I have however not run away from the issue, just from the sadness. One thing I realised however is that while I may feel that I am still moving along life at 20Km/hr I have moved along quite a bit in some things... I have the most amazing family and friends without whom my life would crumble and I still have a link with God. It is not a strong one, but it is existent.
I have not sold my soul for money or power as I have seen some of my friends do.
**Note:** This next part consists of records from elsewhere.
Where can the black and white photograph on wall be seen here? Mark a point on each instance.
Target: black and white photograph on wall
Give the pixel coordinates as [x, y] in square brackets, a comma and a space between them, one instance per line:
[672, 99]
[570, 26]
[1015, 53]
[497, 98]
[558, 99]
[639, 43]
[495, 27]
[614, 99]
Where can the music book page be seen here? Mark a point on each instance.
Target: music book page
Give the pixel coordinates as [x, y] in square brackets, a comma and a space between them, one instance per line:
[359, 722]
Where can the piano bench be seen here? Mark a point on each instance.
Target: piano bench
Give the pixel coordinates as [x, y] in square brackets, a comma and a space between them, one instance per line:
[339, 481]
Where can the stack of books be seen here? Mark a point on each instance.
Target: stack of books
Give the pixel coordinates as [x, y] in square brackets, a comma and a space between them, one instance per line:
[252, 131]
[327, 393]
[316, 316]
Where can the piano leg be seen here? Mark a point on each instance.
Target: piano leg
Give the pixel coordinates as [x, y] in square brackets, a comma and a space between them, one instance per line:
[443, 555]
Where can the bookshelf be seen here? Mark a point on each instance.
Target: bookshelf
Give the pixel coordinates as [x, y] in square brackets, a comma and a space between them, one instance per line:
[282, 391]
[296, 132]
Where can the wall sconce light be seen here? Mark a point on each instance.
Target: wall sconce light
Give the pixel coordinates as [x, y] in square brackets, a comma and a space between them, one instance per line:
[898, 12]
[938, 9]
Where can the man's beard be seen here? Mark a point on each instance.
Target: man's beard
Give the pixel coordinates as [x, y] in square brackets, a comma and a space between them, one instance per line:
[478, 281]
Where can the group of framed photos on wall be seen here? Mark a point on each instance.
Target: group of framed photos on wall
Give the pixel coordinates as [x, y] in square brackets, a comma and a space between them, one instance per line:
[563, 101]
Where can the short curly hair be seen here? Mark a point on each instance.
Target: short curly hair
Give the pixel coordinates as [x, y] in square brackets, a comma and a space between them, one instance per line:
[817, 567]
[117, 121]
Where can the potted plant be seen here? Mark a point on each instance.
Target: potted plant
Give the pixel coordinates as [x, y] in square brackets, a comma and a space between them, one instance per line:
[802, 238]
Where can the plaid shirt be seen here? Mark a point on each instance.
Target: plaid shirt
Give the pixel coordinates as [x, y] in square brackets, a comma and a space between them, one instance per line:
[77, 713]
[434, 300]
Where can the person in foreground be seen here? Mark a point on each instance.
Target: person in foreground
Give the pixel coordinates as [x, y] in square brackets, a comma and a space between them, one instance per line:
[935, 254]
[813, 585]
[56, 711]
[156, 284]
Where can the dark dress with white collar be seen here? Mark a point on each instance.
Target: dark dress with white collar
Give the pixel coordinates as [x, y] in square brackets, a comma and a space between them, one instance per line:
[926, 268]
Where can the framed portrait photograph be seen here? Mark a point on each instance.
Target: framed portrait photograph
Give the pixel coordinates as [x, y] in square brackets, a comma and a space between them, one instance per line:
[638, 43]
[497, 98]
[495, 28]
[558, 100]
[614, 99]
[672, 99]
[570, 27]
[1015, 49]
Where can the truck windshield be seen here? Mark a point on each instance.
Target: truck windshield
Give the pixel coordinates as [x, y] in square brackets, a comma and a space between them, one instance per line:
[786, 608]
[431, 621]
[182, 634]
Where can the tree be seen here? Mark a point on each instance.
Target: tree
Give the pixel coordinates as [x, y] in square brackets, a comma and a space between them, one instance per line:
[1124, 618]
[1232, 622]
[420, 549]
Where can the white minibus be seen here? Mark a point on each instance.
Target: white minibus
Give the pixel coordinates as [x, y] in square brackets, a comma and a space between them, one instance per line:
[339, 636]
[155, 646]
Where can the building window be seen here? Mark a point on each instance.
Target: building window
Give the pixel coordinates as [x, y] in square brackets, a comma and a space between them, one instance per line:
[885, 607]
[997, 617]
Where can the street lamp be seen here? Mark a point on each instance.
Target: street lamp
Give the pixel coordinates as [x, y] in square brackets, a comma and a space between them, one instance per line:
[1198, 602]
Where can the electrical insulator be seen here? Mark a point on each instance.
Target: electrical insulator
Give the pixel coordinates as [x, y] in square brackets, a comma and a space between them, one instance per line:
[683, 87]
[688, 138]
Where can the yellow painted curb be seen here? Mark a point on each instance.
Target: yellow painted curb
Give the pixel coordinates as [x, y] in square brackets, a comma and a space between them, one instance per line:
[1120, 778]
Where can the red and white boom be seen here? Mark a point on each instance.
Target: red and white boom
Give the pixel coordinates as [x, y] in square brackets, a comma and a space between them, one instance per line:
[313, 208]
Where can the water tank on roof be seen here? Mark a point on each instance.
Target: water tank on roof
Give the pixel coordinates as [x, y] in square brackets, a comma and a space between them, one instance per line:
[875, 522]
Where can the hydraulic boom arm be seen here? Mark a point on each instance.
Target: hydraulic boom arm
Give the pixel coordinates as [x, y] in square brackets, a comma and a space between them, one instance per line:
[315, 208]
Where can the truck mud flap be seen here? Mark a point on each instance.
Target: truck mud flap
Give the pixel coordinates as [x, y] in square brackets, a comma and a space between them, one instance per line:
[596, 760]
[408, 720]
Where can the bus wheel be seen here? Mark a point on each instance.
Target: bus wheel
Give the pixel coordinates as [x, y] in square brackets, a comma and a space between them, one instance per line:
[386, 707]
I can walk down the street and be proud of who I am.
The most important thing that I realise is that I am a different person than I was 5 years ago. Things that I considered must haves and important are not as important as they used to be.
I realise that the people around me are more important than material the things I own. I would rather go skint making the people close to me happy and have them feel like the goodness that I see in each and every one of them every day.I would rather be with these people who accept my current banged up and damaged version than try to work my way to impress those who would not give me a second look if I did not fit their definition of success.

Writing this post has set a good tone for the weekend which I shall thoroughly Enjoy.... To all the worries and problems in my life I use the not so famous quote by Pain..."Shinra Tensei!!!"

Tuesday, June 19, 2012

that title I forgot

I have been writing this post for the last few weeks. I never put a word on paper or electronic ink, I've been writing it in my head. As I walk around, talk to people sometimes when I zoned out... I thought of the words I wanted to put down.

I have come to a place where I have decided to get past the shackles that have held me back for a while. I realise the mountain that lies before me and the effort that it will take to get over it. It is going to be long journey, but one which I must take to live life to its fullest.

I have forgotten how I wanted to put down the words rather than what I really wanted to say. I shall return soon.